Efficient GPGPU implementation of a lattice Boltzmann model for multiphase flows with high density ratios

•A Lattice Boltzmann Method (LBM) for the simulation of multiphase flows with high density ratios.•Viscosity included as part of the LBM particle distribution functions (PDFs).•No non-physical terms appear in any of the equations.•Efficiently GPGPU implementation, 10–100 times faster than for a single CPU.•Validation for a number of increasingly demanding, analytical and numerical, benchmark problems. We present the development of a Lattice Boltzmann Method (LBM) for the numerical simulation of multiphase flows with high density ratios, such as found in ocean surface wave and air–sea interaction problems, and its efficient implementation on a massively parallel General Purpose Graphical Processing Unit (GPGPU).

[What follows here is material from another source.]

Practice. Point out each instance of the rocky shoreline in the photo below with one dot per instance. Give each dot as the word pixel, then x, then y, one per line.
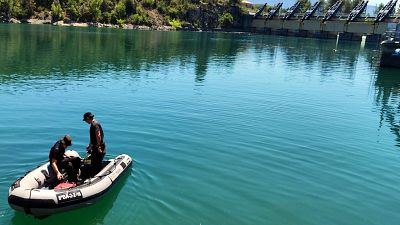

The LBM extends Inamuro’s et al.’s (2004) multiphase method by solving the Cahn–Hilliard equation on the basis of a rigorously derived diffusive interface model. Similar to Inamuro et al., instabilities resulting from high density ratios are eliminated by solving an additional Poisson equation for the fluid pressure. We first show that LBM results obtained on a GPGPU agree well with standard analytic benchmark problems for: (i) a two-fluid laminar Poiseuille flow between infinite plates, where numerical errors exhibit the expected convergence as a function of the spatial discretization; and (ii) a stationary droplet case, which validates the accuracy of the surface tension force treatment as well as its convergence with increasing grid resolution. Then, simulations of a rising bubble simultaneously validate the modeling of viscosity (including drag forces) and surface tension effects at the fluid interface, for an unsteady flow case. Finally, the numerical validation of more complex flows, such as Rayleigh–Taylor instability and wave breaking, is investigated. In all cases, numerical results agree well with reference data, indicating that the newly developed model can be used as an accurate tool for investigating the complex physics of multiphase flows with high density ratios. Importantly, the GPGPU implementation proves highly efficient for this type of models, yielding large speed-ups of computational time. Although only two-dimensional cases are presented here, for which computational effort is low, the LBM model can (and will) be implemented in three-dimensions in future work, which makes it very important using an efficient solution.